This insightful piece by @TonyByrne is painfully on point. Headless content delivery is a really valuable tool in the toolbox, but doctrinaire approaches to structure tend to fail when they hit real-world marketing and comms requirements… https://martech.org/the-future-of-headless-web-content-management/
One of the reasons that “headless” is a tricky label for decoupled content delivery is that — if taken literally — it frames a necessary step in multi-channel content reuse as a goal in and of itself, a Correct Way To Do Things™, and rejects many necessary use cases as Wrong™
I tend to feel that’s not inherent to any particular technical architecture, but it’s extremely tempting for any team who’s differentiated themselves from competition (or prior in-house efforts) by going all-in with a particular approach.
We’ve worked with a lot of teams on @autogram_is projects that have run smack into these difficulties; the highly-structured presentation-agnostic approach is excellent for consistent high-volume content that is pushed out to many channels.

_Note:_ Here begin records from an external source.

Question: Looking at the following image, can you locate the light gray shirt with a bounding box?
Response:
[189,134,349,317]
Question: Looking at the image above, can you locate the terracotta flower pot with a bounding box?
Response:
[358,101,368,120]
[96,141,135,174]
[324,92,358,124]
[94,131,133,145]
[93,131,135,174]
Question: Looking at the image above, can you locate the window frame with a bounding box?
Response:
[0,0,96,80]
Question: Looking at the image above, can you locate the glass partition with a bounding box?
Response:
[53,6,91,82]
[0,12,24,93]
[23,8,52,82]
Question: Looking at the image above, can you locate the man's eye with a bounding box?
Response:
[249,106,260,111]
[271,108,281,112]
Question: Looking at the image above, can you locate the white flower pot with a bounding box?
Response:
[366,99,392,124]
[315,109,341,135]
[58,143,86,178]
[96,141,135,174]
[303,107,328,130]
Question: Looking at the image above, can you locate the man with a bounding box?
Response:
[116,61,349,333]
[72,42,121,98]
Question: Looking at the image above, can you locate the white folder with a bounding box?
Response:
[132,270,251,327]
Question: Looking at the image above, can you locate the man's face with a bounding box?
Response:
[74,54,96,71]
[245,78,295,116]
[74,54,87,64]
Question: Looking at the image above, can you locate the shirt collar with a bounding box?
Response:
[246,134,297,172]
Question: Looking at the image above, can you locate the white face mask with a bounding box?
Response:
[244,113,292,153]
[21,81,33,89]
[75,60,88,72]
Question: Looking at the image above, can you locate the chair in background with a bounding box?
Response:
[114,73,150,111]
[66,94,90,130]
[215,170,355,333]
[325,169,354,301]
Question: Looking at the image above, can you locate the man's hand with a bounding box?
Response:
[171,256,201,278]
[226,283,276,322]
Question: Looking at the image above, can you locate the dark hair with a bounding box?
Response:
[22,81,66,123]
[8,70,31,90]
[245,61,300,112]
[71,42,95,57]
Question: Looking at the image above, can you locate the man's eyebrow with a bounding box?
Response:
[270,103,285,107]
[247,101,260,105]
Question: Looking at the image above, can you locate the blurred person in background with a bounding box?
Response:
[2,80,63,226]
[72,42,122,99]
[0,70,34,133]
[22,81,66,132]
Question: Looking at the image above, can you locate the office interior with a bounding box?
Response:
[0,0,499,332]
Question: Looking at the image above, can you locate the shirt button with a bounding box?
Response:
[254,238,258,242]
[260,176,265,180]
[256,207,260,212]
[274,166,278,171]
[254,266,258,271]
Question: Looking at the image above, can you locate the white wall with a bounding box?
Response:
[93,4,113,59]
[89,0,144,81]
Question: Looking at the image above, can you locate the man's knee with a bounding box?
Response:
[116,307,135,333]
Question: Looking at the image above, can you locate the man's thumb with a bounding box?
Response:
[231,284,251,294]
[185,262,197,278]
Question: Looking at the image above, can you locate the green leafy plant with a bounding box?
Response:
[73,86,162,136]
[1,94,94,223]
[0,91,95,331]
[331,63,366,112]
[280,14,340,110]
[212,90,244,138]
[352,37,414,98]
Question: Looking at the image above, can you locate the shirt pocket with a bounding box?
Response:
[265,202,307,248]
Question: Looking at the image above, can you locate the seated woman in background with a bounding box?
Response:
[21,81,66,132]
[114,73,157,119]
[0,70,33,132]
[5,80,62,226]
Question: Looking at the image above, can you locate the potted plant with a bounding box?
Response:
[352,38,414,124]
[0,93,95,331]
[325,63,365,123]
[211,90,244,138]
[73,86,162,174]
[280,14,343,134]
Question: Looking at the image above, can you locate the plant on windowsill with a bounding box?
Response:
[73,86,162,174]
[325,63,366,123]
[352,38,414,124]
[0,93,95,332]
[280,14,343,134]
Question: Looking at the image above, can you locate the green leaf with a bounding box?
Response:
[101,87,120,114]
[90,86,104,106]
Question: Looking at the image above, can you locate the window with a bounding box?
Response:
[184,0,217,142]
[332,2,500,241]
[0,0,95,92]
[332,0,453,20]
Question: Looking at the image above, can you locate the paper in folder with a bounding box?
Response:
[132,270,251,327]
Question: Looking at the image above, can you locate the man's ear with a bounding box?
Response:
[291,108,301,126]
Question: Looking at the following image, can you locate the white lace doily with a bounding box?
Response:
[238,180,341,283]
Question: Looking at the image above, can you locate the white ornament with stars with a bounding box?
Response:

Component-y page-building tools are solid for one-off web-only content these days. The really pressing challenge today is the middle zone: orgs that produce content with structural and presentation variation AND high enough volume that they can’t just throw FEDs at each one.
The work going on in the world of design systems is a promising fit for that problem, but most of the work in that space is focused on application UX rather than complex longform content — content that contains many components rather than living inside a component.
In conclusion, it’s always Interesting Times Club™ for structured content nerds.